Wednesday, December 30, 2020

What is your Essence?

 For those of you who pay attention to new movies that have been released in the past year, a Disney/Pixar release called Soul has been getting some recent attention (available only by streaming on Disney + channel).  The reviews have been good, so Judy and I watched it last night.  It raises many, many philosophical and theological questions, many of which shoot past in dialogue or situation very quickly, but the story is charming and the graphics are amazing.  

For example, one of the characters is 2-dimensional.  When was the last time you saw an actual 2-dimensional character in a movie?  (Hint: comic characters in the newspaper are only lines on paper, hence 2-dimensioinal.  The movie characters in Soul have been reduced to the absolute graphic minimum, and they are fantastic.)   I’ve teased out one of the major threads presented in the movie, “What is your essence?”, and I think we can make a pretty good BQ out of it.  If you have a chance to watch the movie before we have our meeting it would be best, but isn’t totally necessary.

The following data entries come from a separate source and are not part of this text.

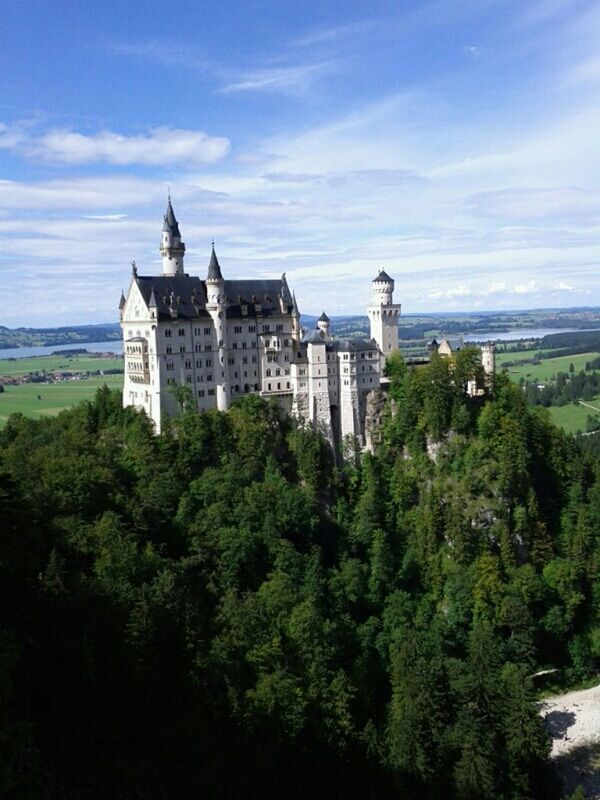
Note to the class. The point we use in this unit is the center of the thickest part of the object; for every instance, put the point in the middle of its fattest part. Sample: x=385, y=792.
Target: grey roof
x=315, y=337
x=185, y=296
x=455, y=343
x=354, y=344
x=295, y=308
x=170, y=223
x=383, y=276
x=214, y=270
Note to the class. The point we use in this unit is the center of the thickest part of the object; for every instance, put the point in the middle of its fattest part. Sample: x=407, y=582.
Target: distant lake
x=115, y=346
x=521, y=333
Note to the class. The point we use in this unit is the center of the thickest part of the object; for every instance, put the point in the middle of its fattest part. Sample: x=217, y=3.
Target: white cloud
x=159, y=147
x=286, y=80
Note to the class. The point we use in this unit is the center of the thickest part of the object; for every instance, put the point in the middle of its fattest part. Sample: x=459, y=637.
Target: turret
x=296, y=328
x=172, y=249
x=488, y=359
x=383, y=315
x=216, y=305
x=323, y=324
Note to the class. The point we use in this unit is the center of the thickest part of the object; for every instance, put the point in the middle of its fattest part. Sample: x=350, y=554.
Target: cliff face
x=374, y=411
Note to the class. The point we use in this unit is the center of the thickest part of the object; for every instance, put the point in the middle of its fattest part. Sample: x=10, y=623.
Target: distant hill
x=48, y=337
x=412, y=328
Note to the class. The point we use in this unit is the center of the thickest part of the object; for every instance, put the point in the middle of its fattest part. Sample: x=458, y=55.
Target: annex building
x=225, y=338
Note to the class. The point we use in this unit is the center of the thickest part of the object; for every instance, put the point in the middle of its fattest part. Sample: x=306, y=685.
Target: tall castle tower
x=172, y=249
x=383, y=315
x=216, y=306
x=488, y=359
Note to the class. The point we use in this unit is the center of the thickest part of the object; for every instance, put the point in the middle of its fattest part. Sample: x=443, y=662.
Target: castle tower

In the movie, newly formed proto-soul’s have a short series of attributes they need to obtain before they are fully formed and ready to fall to Earth to start to inhabit a body.  One of these attributes is an essence.  They are allowed to find whatever their essence is through a process of participating or observing anything that happens or can be done on Earth (a pretty fun scene), and once identified, their soul is complete and off they go. 

The hero of the movie is Joe, a former living human with a fully formed soul, but things have conspired to place his adult soul among the newly formed little souls who are gathering attributes.  Joe knows exactly what his passion is as a human has madly pursued it, and only learns of his essence later, upon reflection.  He learns that the conflicts and disappointments in his life that he has been fighting all along are because his passion blinded him to the greater good he was actually doing with his essence.

This passion vs essence conflict jumps off the screen to me as it is a manifestation of Fredrick Nietzsche’s famous quote, “Become who you are!”  This sentiment ran its course philosophically in the 1800’s and 1900’s and influenced notable thinkers like Carl Jung and Albert Camus, among many others.  Read about it here.

This topic has been done before, in the Being vs Becoming topic we did last Sept 3.  Seeing it presented so well in this movie drags it up again for me.  I hope you get a chance to see it before we meet.